What are the generative AI implications for the non-bank financial sector?
We expect generative AI to reshape the financial sector to a greater degree than others, given its vast data accumulation, labour intensity and high mix of language-related work. We have identified over 50 application scenarios in the China non-bank financial space. We expect that, in the best case, generative AI could lower industry costs by 20% in 2025 and 40% in 2050, incrementally boosting brokers/insurers' valuation by 21%/18% in 2025 and 38%/26% in 2030. With implementation of the Interim Administrative Measures for Generative AI Service Management, we expect generative AI applications to kick off in H223, with improved automation in simple application scenarios in 2024- 25. By 2026-30, we expect generative AI to be widely adopted in complex client-facing application.

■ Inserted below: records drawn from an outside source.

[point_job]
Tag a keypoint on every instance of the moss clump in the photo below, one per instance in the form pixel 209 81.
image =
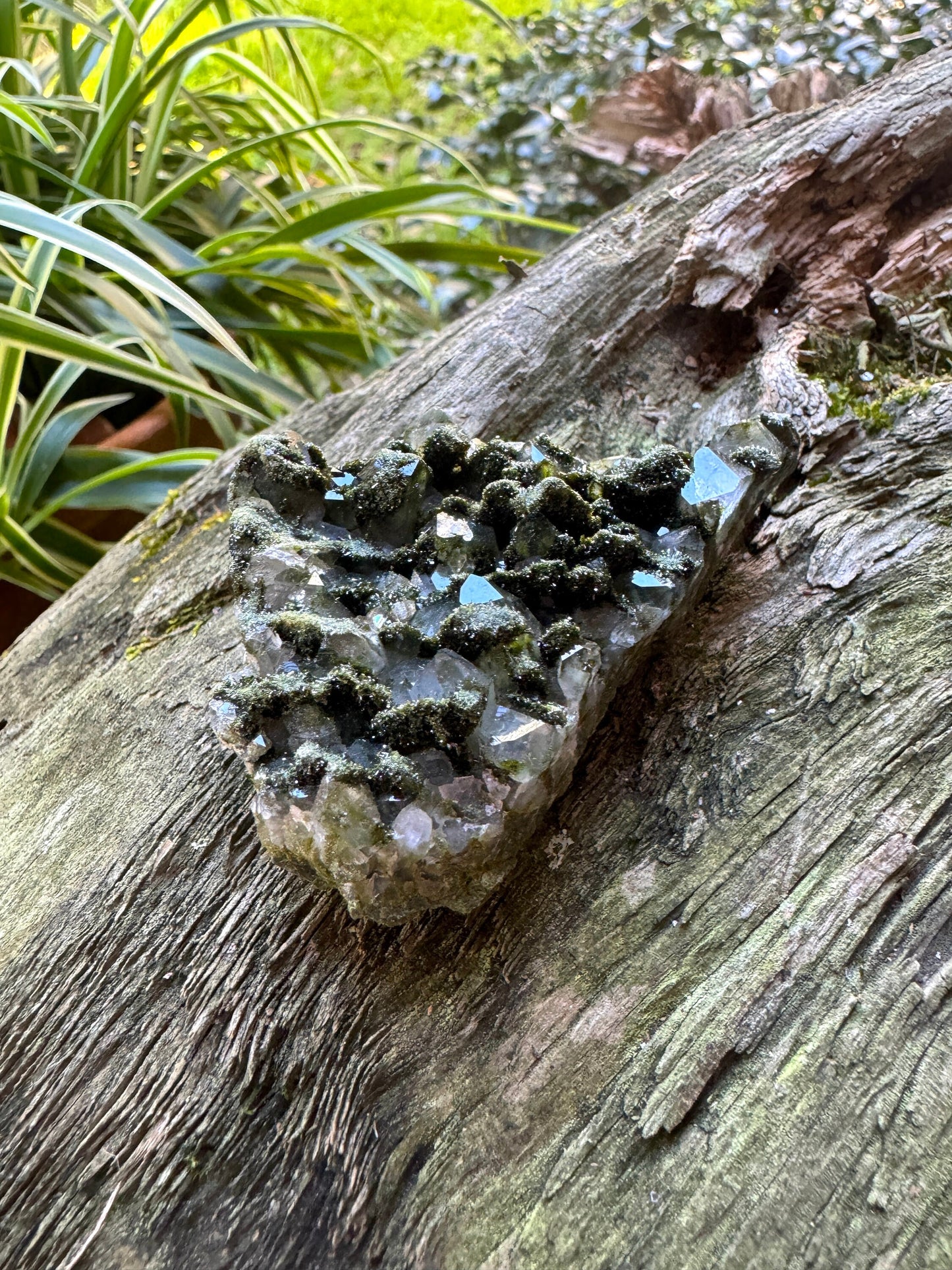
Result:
pixel 497 460
pixel 354 593
pixel 619 549
pixel 395 776
pixel 382 487
pixel 537 583
pixel 501 508
pixel 865 379
pixel 456 504
pixel 283 469
pixel 559 639
pixel 524 670
pixel 347 691
pixel 474 629
pixel 545 710
pixel 304 631
pixel 431 723
pixel 590 585
pixel 445 453
pixel 563 505
pixel 758 459
pixel 266 697
pixel 645 490
pixel 311 764
pixel 253 527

How will generative AI be applied in the securities and AM sectors?
- Marketing and customer acquisition: generative AI-driven customer service (7*24), marketing content generation and potential customer identification.
- Wealth management: from customisation, asset allocation analysis to generative AI-enabled information search.
- Investment research: from the use of database, compiling meeting minutes and regular reports to virtual marketing.
- Investment: data mining analysis, stock price prediction, and decision aids.
- Investment banking: writing application files such as prospectus, and verifying bank statements.
- Trading: optimising trading algorithm, coding.
- Mid- and back-office operations: risk management, daily operations, code development, and employee training among others.
How will generative AI be applied in the insurance sector?
- Product design: generative AI models can help facilitate actuarial analysis, capture demand, realise flexible pricing, and prepare product documents.
- Marketing and customer service: Generate tailor- made marketing content automatically helping agents in business acquisition, and underpin smart client service and smart training solutions, etc.
- Underwriting: Help collect and analyse electronic medical records automatically and optimise risk assessment;
- Claims: Help realise the automatic collection, processing and review of claims, optimise fraud detection, analyse historical settlement cases, etc. Some overseas insurers have integrated AI into their business. For example, a Swiss insurer is testing the use of ChatGPT to improve customer services.